Вот и сейчас Катузов громко, нагловато засмеялся, заламывая голову, на высокой папахе волос местами уже выпал легкий иней, и черная курча казалась облитой ополосками из молочной банки. Ему подхихикнул Поликушка и всхлопал в ладони, как попугало крыльями. Я напряг слух: показалось, что перемывают кости мне. Что-то хриповато говорил Зулус, отсекая каждое слово, взмахивая рукою, мне было видно, как качается ладонь на фоне траурного неба, словно шлагбаум, разрешая пролет ангелам и ведьмам. Я поймал лишь последнюю фразу: «Без чудес, Илья, не прославишься. А я много чего начудил...»

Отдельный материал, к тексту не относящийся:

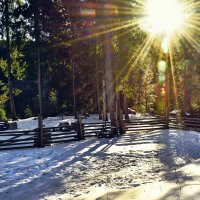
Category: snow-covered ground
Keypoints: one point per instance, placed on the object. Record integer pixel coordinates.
(105, 168)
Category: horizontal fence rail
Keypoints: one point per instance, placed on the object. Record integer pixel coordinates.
(78, 131)
(185, 123)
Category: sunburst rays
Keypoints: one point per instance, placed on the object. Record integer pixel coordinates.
(125, 17)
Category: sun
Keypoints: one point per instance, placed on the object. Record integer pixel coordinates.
(163, 16)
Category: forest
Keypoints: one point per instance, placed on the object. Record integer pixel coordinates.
(60, 57)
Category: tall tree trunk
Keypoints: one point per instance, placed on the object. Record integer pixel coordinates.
(39, 77)
(126, 108)
(74, 90)
(104, 100)
(97, 85)
(10, 88)
(109, 77)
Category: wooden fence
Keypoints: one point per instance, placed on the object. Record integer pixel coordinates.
(51, 135)
(185, 123)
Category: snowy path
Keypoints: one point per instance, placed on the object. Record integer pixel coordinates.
(78, 169)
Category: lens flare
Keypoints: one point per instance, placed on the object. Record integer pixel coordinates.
(163, 16)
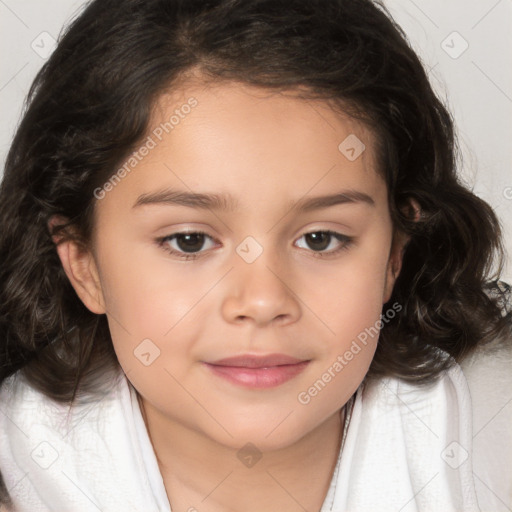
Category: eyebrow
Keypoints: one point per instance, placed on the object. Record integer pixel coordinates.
(227, 202)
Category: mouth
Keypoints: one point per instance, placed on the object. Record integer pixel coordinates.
(258, 372)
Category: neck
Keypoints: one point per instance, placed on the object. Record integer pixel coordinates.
(200, 474)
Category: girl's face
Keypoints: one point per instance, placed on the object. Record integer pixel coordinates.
(263, 177)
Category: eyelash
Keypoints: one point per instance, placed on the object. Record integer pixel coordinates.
(347, 242)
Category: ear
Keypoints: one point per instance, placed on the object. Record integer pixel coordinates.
(80, 267)
(400, 240)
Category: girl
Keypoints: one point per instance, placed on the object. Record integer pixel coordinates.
(302, 353)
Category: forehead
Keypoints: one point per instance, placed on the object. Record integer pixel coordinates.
(252, 146)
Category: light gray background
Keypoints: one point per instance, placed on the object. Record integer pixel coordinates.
(476, 81)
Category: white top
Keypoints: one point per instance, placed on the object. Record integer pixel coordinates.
(407, 449)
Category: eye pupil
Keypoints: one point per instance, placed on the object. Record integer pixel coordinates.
(194, 241)
(319, 237)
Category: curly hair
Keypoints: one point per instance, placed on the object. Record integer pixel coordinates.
(90, 105)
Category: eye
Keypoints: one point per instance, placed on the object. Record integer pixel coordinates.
(319, 241)
(190, 245)
(185, 245)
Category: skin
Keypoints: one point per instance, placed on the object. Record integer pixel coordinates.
(268, 150)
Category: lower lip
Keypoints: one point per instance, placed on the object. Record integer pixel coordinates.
(260, 378)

Мужики ему не ответили, пошли, наверное, допивать.
В коридоре стукнула дверь, и тут же в мою квартиру соловьем защелкал звонок.

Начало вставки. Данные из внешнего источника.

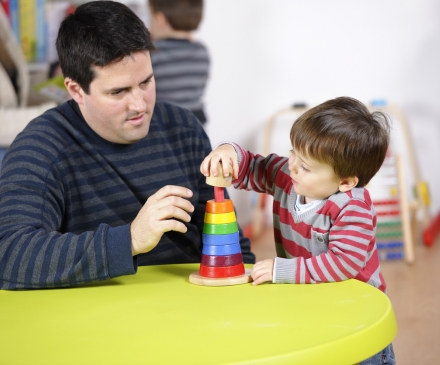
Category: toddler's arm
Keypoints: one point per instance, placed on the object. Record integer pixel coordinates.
(224, 154)
(262, 271)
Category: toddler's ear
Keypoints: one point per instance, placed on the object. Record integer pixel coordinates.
(348, 183)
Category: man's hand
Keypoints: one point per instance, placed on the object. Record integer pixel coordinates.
(227, 156)
(156, 217)
(262, 271)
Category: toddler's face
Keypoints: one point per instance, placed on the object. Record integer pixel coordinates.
(312, 179)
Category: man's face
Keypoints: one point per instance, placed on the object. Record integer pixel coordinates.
(121, 100)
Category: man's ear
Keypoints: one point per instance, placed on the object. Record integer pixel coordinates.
(75, 91)
(348, 183)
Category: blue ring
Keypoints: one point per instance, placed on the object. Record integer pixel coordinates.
(221, 250)
(220, 239)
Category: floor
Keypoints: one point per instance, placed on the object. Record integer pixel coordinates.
(414, 291)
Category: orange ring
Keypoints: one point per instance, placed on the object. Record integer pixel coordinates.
(225, 206)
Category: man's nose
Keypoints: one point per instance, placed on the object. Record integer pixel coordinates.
(137, 102)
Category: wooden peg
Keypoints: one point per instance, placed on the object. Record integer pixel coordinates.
(219, 180)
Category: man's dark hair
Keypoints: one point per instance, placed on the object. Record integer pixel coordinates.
(181, 14)
(344, 134)
(99, 33)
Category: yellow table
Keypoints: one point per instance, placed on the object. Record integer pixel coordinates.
(158, 317)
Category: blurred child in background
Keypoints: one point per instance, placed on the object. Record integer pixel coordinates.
(180, 64)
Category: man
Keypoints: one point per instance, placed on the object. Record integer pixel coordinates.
(109, 180)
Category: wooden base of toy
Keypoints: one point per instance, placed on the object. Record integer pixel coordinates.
(195, 278)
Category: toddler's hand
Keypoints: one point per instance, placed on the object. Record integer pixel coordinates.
(224, 154)
(262, 271)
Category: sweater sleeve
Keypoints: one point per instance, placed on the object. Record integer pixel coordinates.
(34, 253)
(257, 173)
(350, 243)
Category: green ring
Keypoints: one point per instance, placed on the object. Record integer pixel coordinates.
(223, 228)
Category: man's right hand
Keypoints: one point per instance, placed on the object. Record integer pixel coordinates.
(156, 217)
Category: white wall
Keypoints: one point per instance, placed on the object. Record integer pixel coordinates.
(268, 54)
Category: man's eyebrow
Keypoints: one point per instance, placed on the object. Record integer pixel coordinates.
(117, 89)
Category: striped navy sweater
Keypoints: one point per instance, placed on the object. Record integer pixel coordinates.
(67, 198)
(333, 241)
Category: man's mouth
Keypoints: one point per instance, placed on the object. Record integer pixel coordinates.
(137, 120)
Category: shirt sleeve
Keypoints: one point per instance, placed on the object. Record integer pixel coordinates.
(351, 241)
(33, 251)
(257, 173)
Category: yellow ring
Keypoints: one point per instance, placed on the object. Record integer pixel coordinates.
(220, 218)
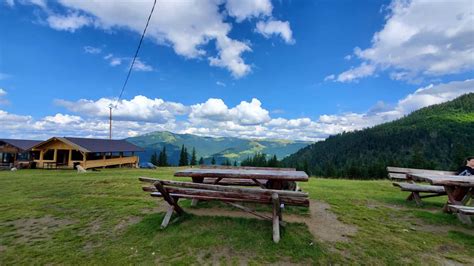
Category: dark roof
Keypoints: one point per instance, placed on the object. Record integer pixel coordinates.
(22, 144)
(104, 145)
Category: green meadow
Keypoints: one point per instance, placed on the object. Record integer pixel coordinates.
(62, 217)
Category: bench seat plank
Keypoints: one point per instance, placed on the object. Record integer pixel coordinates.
(419, 188)
(468, 210)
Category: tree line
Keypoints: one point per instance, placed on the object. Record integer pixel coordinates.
(438, 137)
(186, 159)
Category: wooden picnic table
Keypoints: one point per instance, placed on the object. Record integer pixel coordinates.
(277, 177)
(460, 189)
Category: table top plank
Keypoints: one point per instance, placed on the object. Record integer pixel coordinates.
(244, 174)
(445, 180)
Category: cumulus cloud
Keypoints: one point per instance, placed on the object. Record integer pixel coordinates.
(420, 39)
(186, 26)
(140, 108)
(356, 73)
(245, 113)
(244, 9)
(220, 83)
(214, 117)
(276, 27)
(141, 66)
(92, 50)
(70, 22)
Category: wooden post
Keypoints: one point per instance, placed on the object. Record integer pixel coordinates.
(69, 162)
(55, 157)
(168, 198)
(167, 217)
(40, 163)
(276, 217)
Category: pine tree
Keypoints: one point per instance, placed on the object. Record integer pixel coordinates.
(162, 158)
(182, 155)
(186, 157)
(193, 157)
(154, 159)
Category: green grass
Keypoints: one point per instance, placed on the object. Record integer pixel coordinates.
(88, 220)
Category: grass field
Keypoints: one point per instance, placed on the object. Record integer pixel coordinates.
(61, 217)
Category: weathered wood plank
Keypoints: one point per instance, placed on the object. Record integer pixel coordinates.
(397, 176)
(402, 170)
(167, 217)
(276, 218)
(419, 188)
(245, 167)
(244, 174)
(168, 197)
(225, 188)
(445, 180)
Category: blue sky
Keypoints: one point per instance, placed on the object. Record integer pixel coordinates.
(280, 69)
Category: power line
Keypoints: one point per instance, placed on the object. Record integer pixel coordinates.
(136, 54)
(129, 70)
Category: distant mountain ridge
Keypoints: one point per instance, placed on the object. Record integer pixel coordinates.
(221, 148)
(435, 137)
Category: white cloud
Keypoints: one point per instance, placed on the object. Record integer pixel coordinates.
(92, 50)
(220, 83)
(229, 56)
(356, 73)
(245, 113)
(422, 39)
(140, 108)
(186, 26)
(113, 60)
(214, 118)
(141, 66)
(276, 27)
(70, 22)
(244, 9)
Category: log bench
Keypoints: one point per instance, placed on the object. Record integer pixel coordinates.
(464, 213)
(173, 191)
(403, 174)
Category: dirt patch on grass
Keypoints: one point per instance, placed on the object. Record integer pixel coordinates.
(322, 223)
(31, 230)
(131, 220)
(440, 229)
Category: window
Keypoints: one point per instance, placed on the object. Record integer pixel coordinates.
(48, 155)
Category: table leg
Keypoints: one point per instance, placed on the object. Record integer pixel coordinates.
(194, 202)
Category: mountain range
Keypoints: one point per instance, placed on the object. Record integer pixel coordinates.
(436, 137)
(222, 148)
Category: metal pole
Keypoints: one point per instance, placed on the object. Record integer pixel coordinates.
(110, 122)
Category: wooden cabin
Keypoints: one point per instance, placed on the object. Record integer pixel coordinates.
(68, 152)
(16, 152)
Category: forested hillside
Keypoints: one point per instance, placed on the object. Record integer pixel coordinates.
(435, 137)
(222, 149)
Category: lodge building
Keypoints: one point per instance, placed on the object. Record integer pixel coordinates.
(67, 152)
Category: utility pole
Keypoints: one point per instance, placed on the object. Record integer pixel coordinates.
(110, 121)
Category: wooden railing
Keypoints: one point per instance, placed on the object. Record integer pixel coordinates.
(111, 162)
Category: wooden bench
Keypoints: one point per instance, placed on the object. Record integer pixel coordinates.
(464, 213)
(402, 174)
(172, 191)
(237, 181)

Я не подгадывал Зулуса, а он вот явился: в парадном пиджаке с орденами, на длинных лацканах табачные крошки. Протянул ладонь, пальцы желтые от курева, стиснул мою руку яростно, словно хотел раздавить, а сам усмешливо уставился в мои глаза, усматривая в них слабость, раздвоенный кончик ястребиного носа даже подрагивал от удовольствия. И я напряг силенки, чтобы не прогнуться в коленках, хотя подобного коварства от мужика не ожидал...

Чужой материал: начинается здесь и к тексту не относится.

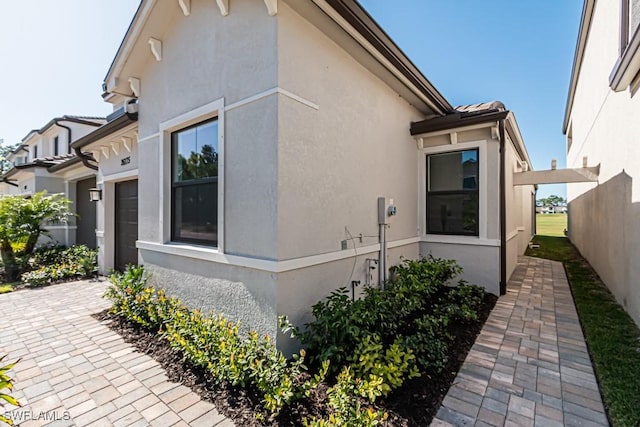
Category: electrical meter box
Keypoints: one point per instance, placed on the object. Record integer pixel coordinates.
(386, 210)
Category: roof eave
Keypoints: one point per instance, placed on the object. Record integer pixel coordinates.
(128, 41)
(350, 10)
(113, 126)
(60, 166)
(356, 16)
(583, 33)
(453, 121)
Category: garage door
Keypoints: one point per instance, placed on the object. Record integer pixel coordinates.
(126, 224)
(86, 210)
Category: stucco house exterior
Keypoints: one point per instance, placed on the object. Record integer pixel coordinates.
(601, 124)
(264, 153)
(44, 160)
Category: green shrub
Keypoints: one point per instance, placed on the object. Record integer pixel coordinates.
(54, 263)
(211, 342)
(412, 316)
(345, 401)
(392, 366)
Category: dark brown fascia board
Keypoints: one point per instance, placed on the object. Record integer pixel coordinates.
(583, 33)
(68, 163)
(624, 62)
(362, 22)
(113, 126)
(60, 119)
(452, 121)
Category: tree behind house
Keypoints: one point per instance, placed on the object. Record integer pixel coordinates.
(22, 222)
(5, 151)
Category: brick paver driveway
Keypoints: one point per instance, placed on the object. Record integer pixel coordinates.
(530, 364)
(76, 371)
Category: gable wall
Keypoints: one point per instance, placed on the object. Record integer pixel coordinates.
(604, 218)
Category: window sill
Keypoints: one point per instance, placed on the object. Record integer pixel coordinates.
(459, 240)
(626, 68)
(205, 253)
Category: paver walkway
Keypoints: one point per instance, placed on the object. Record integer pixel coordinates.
(75, 371)
(529, 366)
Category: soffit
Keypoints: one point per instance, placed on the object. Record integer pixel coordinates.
(427, 104)
(154, 19)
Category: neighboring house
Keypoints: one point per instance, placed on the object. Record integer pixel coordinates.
(45, 161)
(602, 123)
(266, 134)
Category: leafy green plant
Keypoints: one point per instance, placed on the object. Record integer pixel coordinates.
(345, 400)
(392, 366)
(22, 222)
(211, 342)
(413, 315)
(6, 383)
(52, 264)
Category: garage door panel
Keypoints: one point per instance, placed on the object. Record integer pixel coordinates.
(126, 224)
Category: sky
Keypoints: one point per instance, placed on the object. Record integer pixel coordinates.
(54, 56)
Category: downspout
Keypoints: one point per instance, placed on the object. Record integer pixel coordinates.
(6, 181)
(83, 157)
(503, 211)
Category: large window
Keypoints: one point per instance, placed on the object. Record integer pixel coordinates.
(194, 189)
(452, 193)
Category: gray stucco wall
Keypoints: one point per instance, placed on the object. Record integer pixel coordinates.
(241, 294)
(335, 161)
(207, 56)
(604, 218)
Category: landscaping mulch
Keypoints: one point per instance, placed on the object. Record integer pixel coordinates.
(414, 404)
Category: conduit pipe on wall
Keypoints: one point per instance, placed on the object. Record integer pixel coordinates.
(382, 260)
(503, 210)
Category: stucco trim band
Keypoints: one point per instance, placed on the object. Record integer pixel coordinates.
(120, 176)
(272, 266)
(459, 240)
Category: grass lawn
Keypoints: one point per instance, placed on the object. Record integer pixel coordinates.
(612, 336)
(551, 224)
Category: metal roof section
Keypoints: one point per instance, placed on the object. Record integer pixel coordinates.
(465, 115)
(484, 106)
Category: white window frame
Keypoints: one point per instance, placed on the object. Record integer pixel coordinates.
(481, 238)
(166, 128)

– Силен, Паша, силен. Значит, каши много ел... Познакомь с женой-то, может, отобью, – пошутил, обводя медленным взглядом квартирку.
– Да вот... не обзавелся как-то.
– А зря... «И дорогая не узнает, какой у парня был конец», – пропел, процеживая сквозь пальцы густой чуб, испробитый сединой.
– Увы... Для всех одинаковый...
Зулус, наверное, внутри был не злым человеком, но вел он себя сердито, словно в душе постоянно ныло и хотелось покаяться, да не находилось возле сокровенного человека. И вот подковыривал, хотя имел от меня прямой интерес. Из кухни выплыла Марьюшка и, вытерев ладонь о фартук, призагнув ее лодочкой, стеснительно протянула Зулусу.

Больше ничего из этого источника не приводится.